What exists is the end-to-end argument, applied over and over, at every boundary where a duplicate could cause harm. Kafka's boundary is the replicated log, deduped by sequence number, fenced by epoch. Flink's is the checkpoint plus the sink transaction. Stripe's is the idempotency key and its 24-hour window. Your microservice's is the inbox table. Each one accepts at-least-once delivery as unalterable and manufactures a single effect at a place it controls, and each one leaks the instant a side effect escapes that place.

So the marketing word is a lie at the transport layer and a correct abstraction at the application layer, when the boundary is closed. The job is not to believe it or to scoff at it. The job is to know exactly where the abstraction holds, exactly where it leaks, and to put an idempotency key on every wire that crosses the line. Do that, and the duplicate that the network guarantees, the one that arrives at 2 a.m. because an ack got lost, costs you nothing. Skip it, and you find out the hard way that "exactly-once" was always something you had to build, not something you were given.

FAQ

Is exactly-once delivery actually impossible?

Yes, at the transport layer. For a sender and receiver to agree a message arrived exactly once, the receiver must acknowledge it, but the acknowledgment can be lost, which needs an ack of the ack, which can also be lost, and so on forever. No finite protocol terminates with both sides certain. This is the Two Generals result. So on every message the sender is forced to either retry on timeout (risking a duplicate, which is at-least-once) or not retry (risking a drop, which is at-most-once). There is no third option where the bytes move.

If delivery is impossible, what does Kafka exactly-once actually do?

Kafka gives you exactly-once processing within the Kafka boundary, built from three features: an idempotent producer that dedupes its own retries using a producer id plus a per-partition sequence number, a producer epoch that fences a restarted zombie instance, and transactions that commit output writes and consumer offsets atomically. The honest name is effectively-once: at-least-once delivery underneath, with dedup and atomicity layered on top. It covers Kafka-to-Kafka only. A side effect that leaves Kafka, an email or an S3 write, is not covered and needs its own idempotency.
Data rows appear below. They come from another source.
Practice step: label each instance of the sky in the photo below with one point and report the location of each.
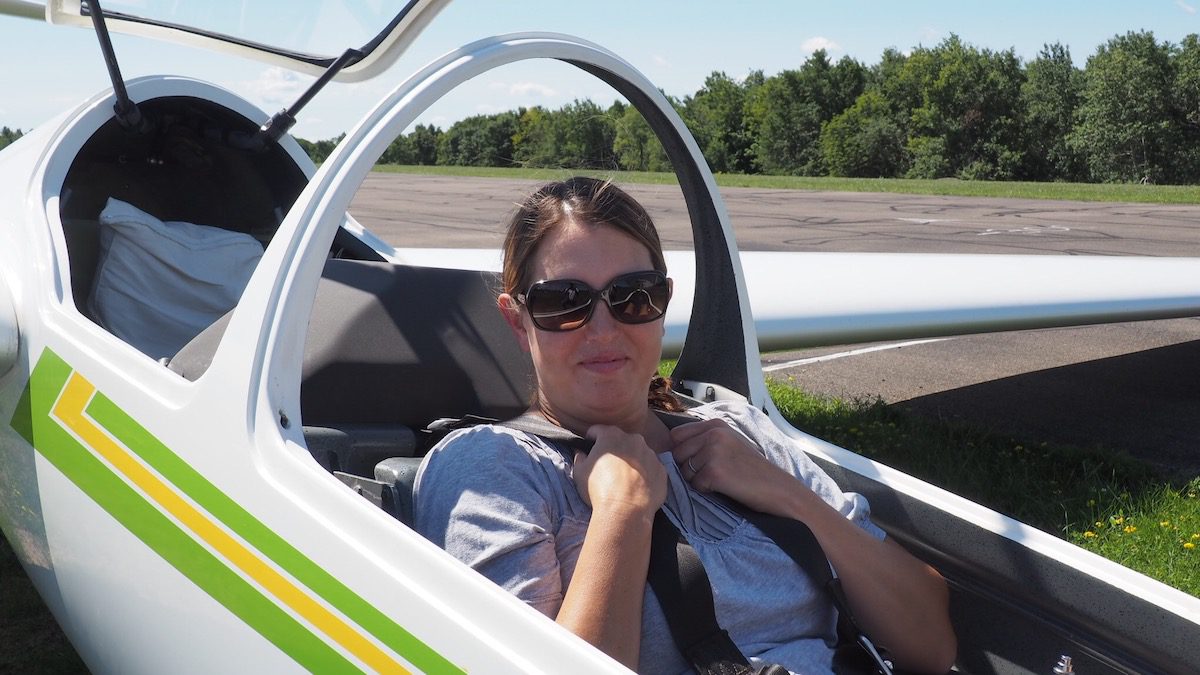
(676, 43)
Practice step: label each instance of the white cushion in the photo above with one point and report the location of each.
(159, 284)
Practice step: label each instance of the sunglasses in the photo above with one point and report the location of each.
(567, 304)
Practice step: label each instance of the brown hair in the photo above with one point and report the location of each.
(581, 199)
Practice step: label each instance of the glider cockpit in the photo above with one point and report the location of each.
(197, 481)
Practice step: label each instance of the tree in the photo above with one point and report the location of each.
(969, 121)
(715, 115)
(9, 136)
(1051, 95)
(1126, 125)
(795, 106)
(479, 141)
(635, 144)
(1186, 64)
(585, 136)
(865, 141)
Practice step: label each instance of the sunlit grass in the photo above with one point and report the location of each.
(1103, 501)
(949, 187)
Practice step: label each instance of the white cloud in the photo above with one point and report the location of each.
(532, 89)
(275, 87)
(819, 42)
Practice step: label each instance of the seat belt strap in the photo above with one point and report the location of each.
(677, 574)
(679, 581)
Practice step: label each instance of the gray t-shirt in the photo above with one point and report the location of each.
(503, 502)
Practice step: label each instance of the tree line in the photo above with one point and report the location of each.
(1131, 114)
(953, 109)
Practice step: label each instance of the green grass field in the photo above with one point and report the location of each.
(946, 187)
(1104, 501)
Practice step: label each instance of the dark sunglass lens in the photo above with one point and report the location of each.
(559, 305)
(639, 298)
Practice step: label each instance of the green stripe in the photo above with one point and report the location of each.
(263, 538)
(162, 536)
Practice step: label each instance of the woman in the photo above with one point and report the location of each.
(573, 538)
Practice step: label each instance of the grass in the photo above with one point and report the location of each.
(948, 187)
(1103, 501)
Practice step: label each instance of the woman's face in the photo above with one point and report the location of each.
(597, 374)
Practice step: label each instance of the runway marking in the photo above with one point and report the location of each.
(1029, 230)
(925, 220)
(850, 353)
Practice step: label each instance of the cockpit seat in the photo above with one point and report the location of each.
(389, 350)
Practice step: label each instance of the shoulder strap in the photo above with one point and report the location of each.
(677, 574)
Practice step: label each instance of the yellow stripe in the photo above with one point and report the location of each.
(70, 410)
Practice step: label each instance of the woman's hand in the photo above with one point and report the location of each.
(714, 458)
(621, 472)
(900, 601)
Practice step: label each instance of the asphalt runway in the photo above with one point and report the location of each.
(1131, 386)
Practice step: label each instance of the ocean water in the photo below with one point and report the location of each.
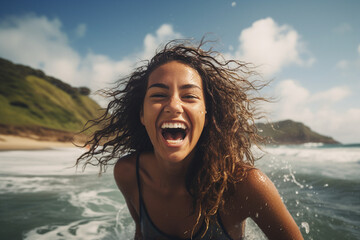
(43, 197)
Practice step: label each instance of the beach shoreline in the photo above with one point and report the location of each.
(12, 142)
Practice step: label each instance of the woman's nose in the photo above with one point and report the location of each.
(174, 106)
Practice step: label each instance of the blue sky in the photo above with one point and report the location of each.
(311, 49)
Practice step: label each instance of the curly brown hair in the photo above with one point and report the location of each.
(224, 149)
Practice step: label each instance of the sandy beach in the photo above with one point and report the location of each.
(11, 142)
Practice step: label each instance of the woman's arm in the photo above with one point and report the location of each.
(267, 209)
(125, 178)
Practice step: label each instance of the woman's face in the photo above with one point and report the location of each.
(174, 110)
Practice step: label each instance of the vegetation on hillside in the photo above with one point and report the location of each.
(29, 98)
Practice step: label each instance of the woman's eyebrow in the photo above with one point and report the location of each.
(186, 86)
(160, 85)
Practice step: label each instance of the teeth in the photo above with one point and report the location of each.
(174, 141)
(173, 125)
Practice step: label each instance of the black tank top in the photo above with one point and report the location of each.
(149, 231)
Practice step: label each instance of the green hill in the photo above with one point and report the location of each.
(290, 132)
(31, 100)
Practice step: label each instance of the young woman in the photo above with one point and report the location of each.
(181, 128)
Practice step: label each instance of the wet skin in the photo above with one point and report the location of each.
(174, 95)
(175, 98)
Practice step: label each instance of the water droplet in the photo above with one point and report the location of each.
(306, 226)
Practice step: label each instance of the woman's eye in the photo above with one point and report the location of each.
(190, 97)
(158, 95)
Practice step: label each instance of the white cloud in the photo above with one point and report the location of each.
(41, 43)
(342, 64)
(343, 28)
(151, 42)
(80, 30)
(298, 103)
(270, 46)
(332, 95)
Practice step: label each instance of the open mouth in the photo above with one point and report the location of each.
(174, 132)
What is the difference between idempotency and exactly-once?

They are cause and effect, not synonyms. Idempotency is the property that applying an operation N times has the same result as applying it once. Exactly-once processing is the outcome you get when you take an unavoidable at-least-once delivery stream and run each message through an idempotent operation, so N deliveries cause one effect. Idempotency is the mechanism; effectively-once is the result.

Does idempotent mean the response is the same every time?

No. Idempotency is about server state, not response bytes. DELETE on a resource returns 200 the first time and 404 the second, and it is still idempotent, because the state after one call and after two calls is identical: the resource is gone. PUT is the same idea, it sets a resource to a fixed value, so replaying it lands the same state. POST is the method that is not idempotent and therefore the one that needs an idempotency key.

How long should a dedup store keep keys?

Long enough to dominate your worst-case retry or redelivery interval. The dedup window is a correctness parameter, not a config knob. If your store expires keys after 24 hours but a client can retry after 48, or a poison message can be redelivered days later, the duplicate sails through as a brand-new request and the effect happens twice. Set the retention above the maximum time a duplicate of the same logical operation could realistically still arrive.